Les historiens montrent en effet combien les rituels actuels du Parlement français avaient à l'origine pour but d'imiter - pour rivaliser avec elle - la religion Catholique, et devaient mettre en scène la Religion Républicaine. Cette contre-religion d'Etat serait quasi-exclusiviste, repoussant les autres conceptions, devenues honteuses, dans l'espace privé, voire les pourchassant comme " hérésies ".

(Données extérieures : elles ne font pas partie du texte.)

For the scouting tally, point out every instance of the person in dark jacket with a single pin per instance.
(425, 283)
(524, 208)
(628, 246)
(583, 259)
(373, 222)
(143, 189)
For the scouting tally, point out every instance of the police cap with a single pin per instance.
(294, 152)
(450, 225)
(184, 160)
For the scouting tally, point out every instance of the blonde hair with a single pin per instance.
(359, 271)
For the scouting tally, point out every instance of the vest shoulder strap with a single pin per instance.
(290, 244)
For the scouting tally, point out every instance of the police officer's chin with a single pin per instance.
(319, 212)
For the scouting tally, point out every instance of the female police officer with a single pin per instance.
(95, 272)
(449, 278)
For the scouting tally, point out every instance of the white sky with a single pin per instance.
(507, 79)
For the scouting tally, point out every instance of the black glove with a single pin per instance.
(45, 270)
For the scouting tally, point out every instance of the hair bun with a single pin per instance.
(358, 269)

Cependant, la laïcité est une conception culturelle et politique, elle ne joue pas sur le même terrain que la recherche spirituelle, et l'une ne remplace pas l'autre, sous peine de confusion et de totalitarisme. On a vu tout au long du XXè siècle les effets dévastateurs de la sacralisation du politique.

Prosélytisme

Dernier mensonge, la laïcité serait également redéfinie comme l'interdiction de tout prosélytisme. Faux, bien sûr ! La Constitution garantit la libre expression, même publique, de ses croyances, à l'exception de certains lieux très précis (institutions d'Etat). Cette liberté d'expression ne peut être réservée aux seuls mouvements politiques et syndicaux !

Attitude des pouvoirs

Force est de constater que la question agitée actuellement est très liée au côté sensationnel des affaires de foulard islamique qui, rappelons-le, ne concerne qu'environ deux cent jeunes filles, et que la question n'est traitée qu'en référence à l'intégration des seuls musulmans. Ainsi, aujourd'hui, la République " ne reconnaît aucun culte ", mais s'occupe très activement de doter l'Islam d'une instance représentative.

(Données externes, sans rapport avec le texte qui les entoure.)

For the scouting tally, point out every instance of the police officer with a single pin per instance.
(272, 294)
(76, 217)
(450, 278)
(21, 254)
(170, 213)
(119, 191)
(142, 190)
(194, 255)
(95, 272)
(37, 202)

Saluons cependant au passage la création toute récente d'une commission de réflexion sur la laïcité, comprenant des personnalités reconnues et compétentes sur le sujet. A l'écart des batailles militantes et de l'urgence des sondages, espérons qu'ils sauront écouter et délibérer avec sagesse.

Quelques pistes

Selon nous, qui oeuvrons pour faire accepter en France les nouvelles tendances spirituelles, modes de pensée et de vie, et en finir avec un ostracisme soutenu et financé officiellement, ce débat de circonstance - comme toute loi que l'on ferait voter à la hâte - occulte complètement le sort qui est réservé en France aux pensées et conduites jugées " hors normes ", bien que tout à fait acceptées dans d'autres pays européens ou occidentaux.

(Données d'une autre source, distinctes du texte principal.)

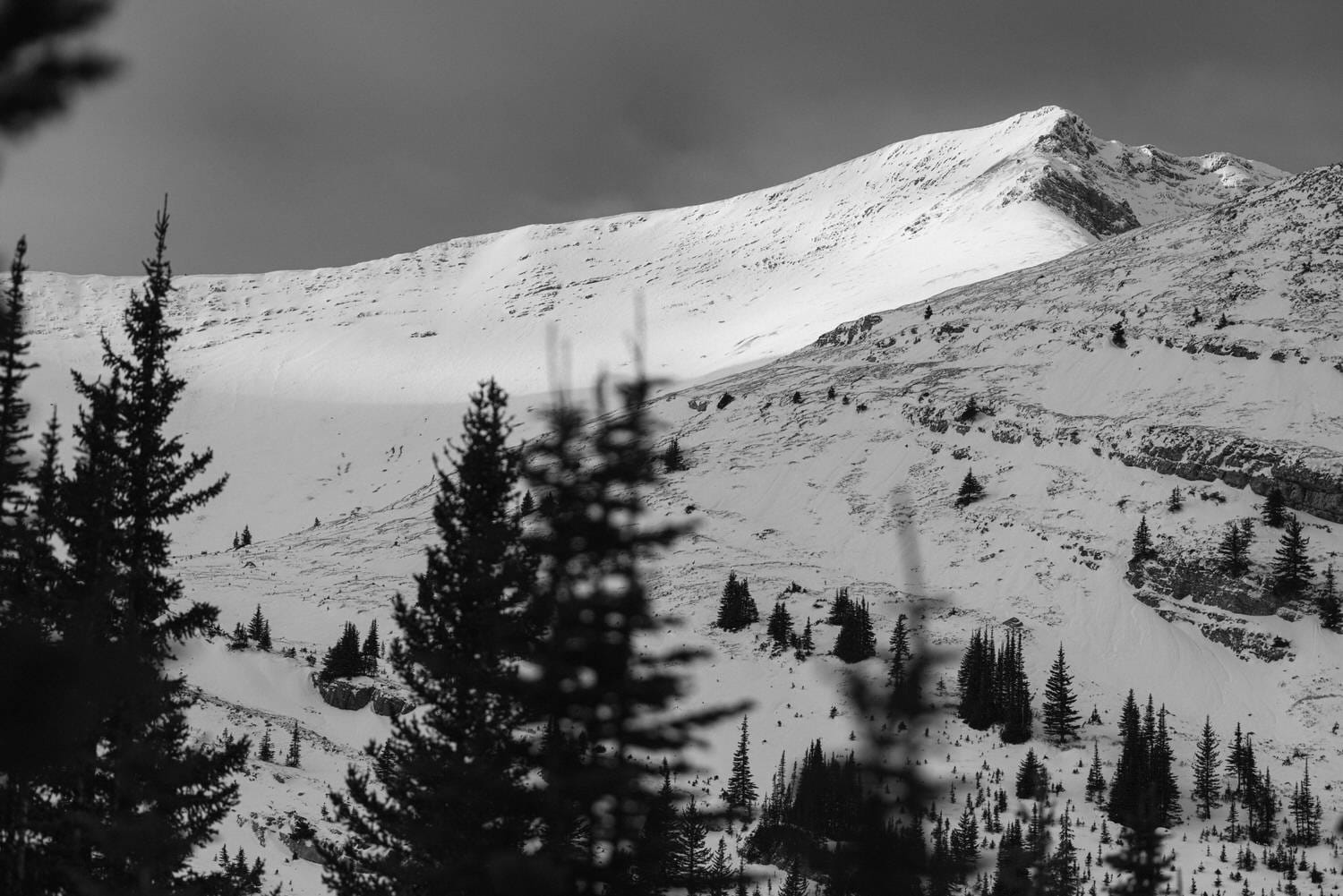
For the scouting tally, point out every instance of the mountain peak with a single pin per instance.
(724, 284)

Nous pensons qu'il faut revenir aux principes fondateurs de la laïcité et refuser toute redéfinition. L'attitude qui devrait prévaloir partout dans ce débat est le respect, respect du pays d'accueil et de ses coutumes par les immigrés, respect des croyances et valeurs des autres peuples par le pays hôte.
Mais aussi respect par la société de la nécessaire liberté de conscience pour tous ses membres, même non-immigrés, d'appréhender la vie selon leurs choix métaphysiques ou philosophiques. Des règles communes certes, mais dans un esprit de tolérance et d'ouverture. Les actions extrémistes de quelques-uns ne doivent pas servir de prétexte à pénaliser le reste de la collectivité.

La " République ", censée protéger le libre exercice des cultes, ne peut stigmatiser tel ou tel culte et empêcher son expression sans violer son principe de laïcité. Elle ne peut restreindre la liberté de conscience au nom des libertés.